A closer precedent in spirit is AI Safety Gridworlds: compact RL environments illustrating problems such as safe interruptibility, avoiding side effects, absent supervisor, reward gaming, safe exploration, and robustness to self-modification, distributional shift, and adversaries. Each environment uses a performance function hidden from the agent to score “intended” behavior—so observed reward can diverge from true performance—kin to PSDG’s proxy vs latent structure theme.
The main difference is shape of artifact: Gridworlds is a suite of toy worlds for training-time behavior; PSDG is one small, tabletop-checkable, fully specified game with exact values and explicit deployment rows (static vs re-solving, Exchange timing).
A further distinction is evaluation substrate. Gridworlds scores agents against hidden objectives; it does not, by design, center a queryable oracle that returns exact game-theoretic value, optimal actions, and per-move regret at arbitrary nodes. PSDG’s oracle is a shared ruler not only for “did it win?” but for by how much each decision missed ground truth and which protocol was in force—so many disagreements can be chased to code and seeds rather than narrative alone.
3. Specification gaming and proxy failure
Specification gaming: the flip side of AI ingenuity — Krakovna, Uesato, Mikulik, Rahtz, Everitt, Kumar, Kenton, Leike, Legg (Google DeepMind blog, 2020).
Specification gaming satisfies the letter of an objective without the intent. That line of work is usually a gallery of examples across domains. PSDG sits in the same lineage while aiming at a different packaging: one compact, exact place where mismatch can be checked against oracle truth—see also the Mortal vs Oracle parable on this site.
4. Game-theoretic and benchmarking infrastructure
OpenSpiel: A Framework for Reinforcement Learning in Games — Lanctot et al. (2019).
OpenSpiel is infrastructure: many games, algorithms, and evaluation patterns—including simultaneous and imperfect-information settings. PSDG is not a generic multi-game framework; it is one deliberately small environment aimed at representation, irrevocable commitment, and deployment brittleness with pinned claims (e.g. empirical snapshot, game theory).
5. What PSDG appears to add
Against that background, the novelty looks combinatorial—tight concentration—more than a claim to have invented a wholly new failure class.

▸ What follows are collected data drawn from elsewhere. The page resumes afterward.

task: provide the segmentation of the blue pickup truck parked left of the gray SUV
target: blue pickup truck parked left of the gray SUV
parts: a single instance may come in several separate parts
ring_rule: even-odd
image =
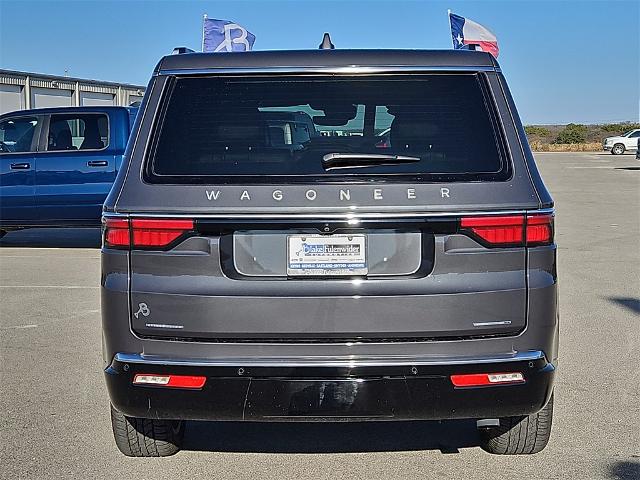
[[[99,226],[137,110],[60,107],[0,116],[0,237],[28,227]]]

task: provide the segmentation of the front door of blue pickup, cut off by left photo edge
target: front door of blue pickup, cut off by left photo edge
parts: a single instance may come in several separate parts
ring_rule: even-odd
[[[0,121],[0,223],[28,225],[36,219],[35,151],[42,116],[16,115]]]

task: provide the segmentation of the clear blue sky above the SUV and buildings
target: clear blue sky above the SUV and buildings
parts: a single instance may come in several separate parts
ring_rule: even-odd
[[[175,46],[201,48],[202,15],[254,50],[451,48],[447,9],[489,28],[527,124],[640,120],[640,1],[0,0],[0,68],[146,85]]]

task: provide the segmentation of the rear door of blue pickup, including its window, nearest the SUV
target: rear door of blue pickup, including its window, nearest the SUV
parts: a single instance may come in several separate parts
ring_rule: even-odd
[[[36,155],[40,223],[99,225],[115,180],[106,113],[51,114]]]

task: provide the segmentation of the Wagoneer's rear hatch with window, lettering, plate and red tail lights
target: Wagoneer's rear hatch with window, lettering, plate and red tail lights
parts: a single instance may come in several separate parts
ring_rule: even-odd
[[[527,237],[551,227],[527,225],[539,204],[495,80],[162,77],[144,182],[121,195],[138,205],[117,206],[106,233],[131,249],[133,330],[287,342],[521,331]]]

The citations above do not, taken alone, supply this project’s combination: an exact oracle that returns value, optimal actions, and regret under a published embedding, plus protocol-variation rows that separate optimization under a proxy from deployment-safe realized play. That oracle is what lets PSDG pin many statements to mathematics and reproducible runs, not only to learned behavior trends.

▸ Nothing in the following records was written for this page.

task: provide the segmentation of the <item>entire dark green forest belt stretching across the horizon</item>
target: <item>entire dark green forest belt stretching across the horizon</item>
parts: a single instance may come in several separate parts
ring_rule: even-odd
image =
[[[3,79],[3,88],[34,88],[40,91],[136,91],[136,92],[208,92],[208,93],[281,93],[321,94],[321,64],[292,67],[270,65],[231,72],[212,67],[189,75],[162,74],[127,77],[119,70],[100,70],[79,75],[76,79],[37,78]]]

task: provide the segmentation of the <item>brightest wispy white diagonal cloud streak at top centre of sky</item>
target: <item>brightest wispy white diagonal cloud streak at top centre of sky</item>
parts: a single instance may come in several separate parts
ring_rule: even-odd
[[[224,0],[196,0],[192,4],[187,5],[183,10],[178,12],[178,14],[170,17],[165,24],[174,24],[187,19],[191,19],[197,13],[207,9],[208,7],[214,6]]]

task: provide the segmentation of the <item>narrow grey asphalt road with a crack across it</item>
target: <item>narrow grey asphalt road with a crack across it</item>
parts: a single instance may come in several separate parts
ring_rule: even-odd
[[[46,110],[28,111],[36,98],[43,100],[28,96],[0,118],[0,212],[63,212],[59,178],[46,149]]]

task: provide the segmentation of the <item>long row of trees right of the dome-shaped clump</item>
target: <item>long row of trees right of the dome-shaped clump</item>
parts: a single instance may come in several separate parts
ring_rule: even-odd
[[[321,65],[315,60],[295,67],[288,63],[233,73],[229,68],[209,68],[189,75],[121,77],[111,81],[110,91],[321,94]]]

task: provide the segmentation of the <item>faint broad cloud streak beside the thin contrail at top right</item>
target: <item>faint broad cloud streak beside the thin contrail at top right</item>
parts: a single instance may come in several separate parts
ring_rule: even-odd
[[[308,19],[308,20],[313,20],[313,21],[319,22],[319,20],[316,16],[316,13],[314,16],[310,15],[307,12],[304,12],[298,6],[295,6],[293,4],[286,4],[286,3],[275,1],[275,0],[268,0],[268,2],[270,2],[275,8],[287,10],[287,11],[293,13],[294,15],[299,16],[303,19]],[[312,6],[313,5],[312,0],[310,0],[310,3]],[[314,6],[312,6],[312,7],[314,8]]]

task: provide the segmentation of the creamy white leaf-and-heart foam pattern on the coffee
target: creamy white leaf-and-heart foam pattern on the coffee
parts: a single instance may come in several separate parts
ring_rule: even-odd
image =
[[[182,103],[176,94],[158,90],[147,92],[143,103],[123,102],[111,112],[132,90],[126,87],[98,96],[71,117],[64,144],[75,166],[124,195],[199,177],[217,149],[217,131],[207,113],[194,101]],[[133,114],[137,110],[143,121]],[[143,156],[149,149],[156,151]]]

Five properties co-occur here in one benchmark:
- Small and human-readable — the object is inspectable without a large codebase.
- Exactly solved — claims can be tied to oracle truth, not only to sample paths.
- Latent commitment structure — a visible “board photo” need not summarize the state the rules actually care about (rules in brief).
- Deployment-protocol variation — ex ante value vs ex post outcome under static vs re-solving and timing choices (deployment gap).
- Reproducible — seeded suites; disputes can be narrow and technical.
Together, that supports a sharp counterexample to a strong sufficiency story: exact value under one embedding does not, by itself, imply deployment-safe play under another explicit protocol—a theme the technical report states with numbers.
Conclusion
PSDG is best read as a small exact benchmark where several familiar problems are jointly visible under one oracle and one reproducible protocol. Nearest neighbors include practical safety framing, Safety Gridworlds, specification-gaming expositions, and multi-game frameworks such as OpenSpiel. What reads as distinctive is the concentration: proxy misspecification, state aliasing, and deployment brittleness in a single checkable game—and an oracle that makes many claims falsifiable with modest tooling.